2Pour autant, cette petite bibliothèque personnelle abrite quelques trésors: des ouvrages écrits par ses amis surréalistes – dont certains dédicacés par Antonin Artaud, André Breton, Pierre Mabille et Octavio Paz, entre autres4; une dizaine de ses propres publications; ainsi que de nombreux livres et revues sur les mythes et les civilisations des Amériques, sujet qui l’occupa de son exil au Mexique à sa mort5.
3La modeste bibliothèque de Benjamin Péret possède en outre des passages secrets. À la manière de la Bibliothèque de Babel de Borges, les anthologies de Péret sont des miroirs qui reflètent d’autres bibliothèques qu’il constitue progressivement, des bibliothèques virtuelles6 proposant une configuration significative du thème qu’elles recouvrent. Lecteur avide, Benjamin Péret consacrait beaucoup de temps à la recherche bibliographique. Dans ce cadre, l’anthologie était pour lui un exercice littéraire privilégié: au-delà de l’Anthologie de l’Amour sublime parue en 1956 et de l’Anthologie des mythes, légendes et contes populaires d’Amérique, publiée en 1960, il eut le projet d’une «anthologie internationale de l’athéisme»7 qui ne fut pas menée à terme.

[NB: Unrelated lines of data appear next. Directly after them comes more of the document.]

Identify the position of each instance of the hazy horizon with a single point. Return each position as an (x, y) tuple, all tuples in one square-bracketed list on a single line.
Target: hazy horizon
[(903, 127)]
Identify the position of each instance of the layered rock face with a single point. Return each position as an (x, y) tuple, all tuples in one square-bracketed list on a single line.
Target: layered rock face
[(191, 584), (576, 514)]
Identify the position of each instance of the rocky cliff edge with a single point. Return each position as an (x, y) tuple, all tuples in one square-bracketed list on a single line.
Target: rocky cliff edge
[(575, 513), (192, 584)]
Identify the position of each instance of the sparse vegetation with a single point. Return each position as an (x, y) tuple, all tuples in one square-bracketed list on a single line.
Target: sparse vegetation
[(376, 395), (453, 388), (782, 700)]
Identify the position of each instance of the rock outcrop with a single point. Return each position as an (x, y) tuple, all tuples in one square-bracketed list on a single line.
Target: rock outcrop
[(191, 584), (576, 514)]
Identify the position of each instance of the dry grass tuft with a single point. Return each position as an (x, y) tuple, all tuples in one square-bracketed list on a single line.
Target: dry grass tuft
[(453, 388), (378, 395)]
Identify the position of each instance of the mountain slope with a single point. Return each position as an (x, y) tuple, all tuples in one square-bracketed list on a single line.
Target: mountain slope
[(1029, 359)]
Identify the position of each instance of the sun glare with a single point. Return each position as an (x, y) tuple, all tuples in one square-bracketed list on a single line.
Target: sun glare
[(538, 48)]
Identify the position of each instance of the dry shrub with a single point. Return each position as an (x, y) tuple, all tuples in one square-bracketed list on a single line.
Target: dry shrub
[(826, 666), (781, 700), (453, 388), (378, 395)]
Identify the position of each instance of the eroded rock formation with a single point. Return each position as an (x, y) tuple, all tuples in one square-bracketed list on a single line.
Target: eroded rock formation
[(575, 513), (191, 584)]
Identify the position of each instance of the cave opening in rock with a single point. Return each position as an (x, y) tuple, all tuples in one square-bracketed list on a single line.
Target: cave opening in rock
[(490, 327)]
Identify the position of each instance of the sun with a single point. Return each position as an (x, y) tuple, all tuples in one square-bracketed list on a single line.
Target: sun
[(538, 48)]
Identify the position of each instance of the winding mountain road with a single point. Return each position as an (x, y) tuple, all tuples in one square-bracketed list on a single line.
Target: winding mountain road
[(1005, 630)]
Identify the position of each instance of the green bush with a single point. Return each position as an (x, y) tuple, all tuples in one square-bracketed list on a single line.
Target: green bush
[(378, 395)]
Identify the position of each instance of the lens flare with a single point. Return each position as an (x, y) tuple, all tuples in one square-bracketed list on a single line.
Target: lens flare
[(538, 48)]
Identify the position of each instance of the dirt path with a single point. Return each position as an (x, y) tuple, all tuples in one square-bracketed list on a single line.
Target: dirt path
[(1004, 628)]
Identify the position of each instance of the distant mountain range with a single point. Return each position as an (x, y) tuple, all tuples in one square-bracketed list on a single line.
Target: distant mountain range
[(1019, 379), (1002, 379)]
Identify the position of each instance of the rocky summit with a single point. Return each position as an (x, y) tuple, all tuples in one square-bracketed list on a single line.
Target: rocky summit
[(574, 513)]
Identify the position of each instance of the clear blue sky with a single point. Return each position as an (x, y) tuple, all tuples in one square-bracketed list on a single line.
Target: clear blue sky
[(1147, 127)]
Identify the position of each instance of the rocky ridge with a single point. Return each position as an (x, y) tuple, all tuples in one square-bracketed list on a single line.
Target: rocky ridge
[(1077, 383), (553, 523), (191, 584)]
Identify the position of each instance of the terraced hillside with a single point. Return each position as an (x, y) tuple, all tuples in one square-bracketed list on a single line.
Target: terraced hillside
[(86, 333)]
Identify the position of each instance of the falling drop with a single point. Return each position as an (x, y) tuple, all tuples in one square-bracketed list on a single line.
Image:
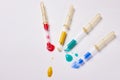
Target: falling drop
[(68, 57), (50, 71), (76, 54), (50, 46)]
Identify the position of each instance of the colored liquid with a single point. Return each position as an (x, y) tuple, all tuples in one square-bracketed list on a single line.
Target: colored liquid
[(50, 71), (68, 57), (71, 45), (50, 46), (76, 54)]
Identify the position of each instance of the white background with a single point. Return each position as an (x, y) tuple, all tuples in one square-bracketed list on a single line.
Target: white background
[(23, 54)]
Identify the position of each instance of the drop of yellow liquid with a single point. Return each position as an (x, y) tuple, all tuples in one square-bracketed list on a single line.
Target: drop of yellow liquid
[(50, 71)]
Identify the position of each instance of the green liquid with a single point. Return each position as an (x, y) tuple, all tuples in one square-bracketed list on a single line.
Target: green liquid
[(68, 57)]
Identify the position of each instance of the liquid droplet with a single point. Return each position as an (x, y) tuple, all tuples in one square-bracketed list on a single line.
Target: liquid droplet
[(50, 46), (50, 71), (68, 57), (76, 54)]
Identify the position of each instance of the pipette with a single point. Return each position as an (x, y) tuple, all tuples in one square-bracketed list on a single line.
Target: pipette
[(50, 46), (66, 28), (97, 47), (83, 33)]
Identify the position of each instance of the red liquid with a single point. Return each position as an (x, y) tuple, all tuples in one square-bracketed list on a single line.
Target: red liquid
[(46, 27), (50, 46)]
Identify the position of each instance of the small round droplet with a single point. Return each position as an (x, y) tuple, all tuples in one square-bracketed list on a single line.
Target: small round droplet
[(76, 54), (50, 46), (68, 57), (50, 71)]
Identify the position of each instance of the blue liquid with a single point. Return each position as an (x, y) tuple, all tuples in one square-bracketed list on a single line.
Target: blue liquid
[(87, 56), (71, 45), (68, 57), (78, 64)]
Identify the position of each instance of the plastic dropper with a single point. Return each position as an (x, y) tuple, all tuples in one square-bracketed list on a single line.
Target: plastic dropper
[(97, 47), (66, 28), (84, 32), (50, 46)]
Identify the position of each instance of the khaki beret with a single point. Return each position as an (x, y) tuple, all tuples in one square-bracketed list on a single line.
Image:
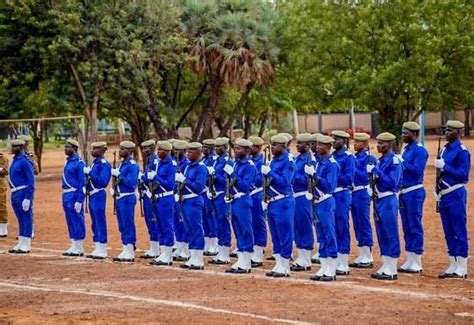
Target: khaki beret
[(303, 137), (412, 126), (257, 141), (23, 137), (453, 124), (127, 145), (180, 144), (194, 145), (209, 142), (386, 136), (340, 134), (243, 143), (361, 136), (73, 142), (221, 141), (164, 145), (99, 144), (279, 139), (288, 136), (17, 142), (325, 139), (148, 143)]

4Les anthologies de Péret ordonnent et donnent sens aux fragments, offrant tout à la fois une collection de textes et un parti pris poétique. De la même manière que l’Anthologie de l’humour noir de Breton, l’Anthologie des mythes, légendes et contes populaires d’Amérique fonctionne métaphoriquement8 comme une bibliothèque portable. Or ces anthologies surréalistes permettent de constituer une archéologie du mouvement: en remontant jusqu’aux temps précolombiens, Péret rapproche la création surréaliste de celle des anciennes civilisations du continent américain à travers l’expérience de ce qu’il appelle le merveilleux poétique.
5Mais comme Breton dans son Anthologie de l’humour noir, Péret se garde de donner une définition du sujet traité:
On attend sans doute que je définisse ici le merveilleux poétique. Je m’en garderais bien. Il est d’une nature lumineuse qui ne souffre pas la concurrence du soleil: il dissipe les ténèbres et le soleil ternit son éclat. Le dictionnaire, bien sûr, se borne à en donner une étymologie sèche où le merveilleux se reconnaît aussi mal qu’une orchidée conservée dans un herbier. J’essayerai seulement de le suggérer9.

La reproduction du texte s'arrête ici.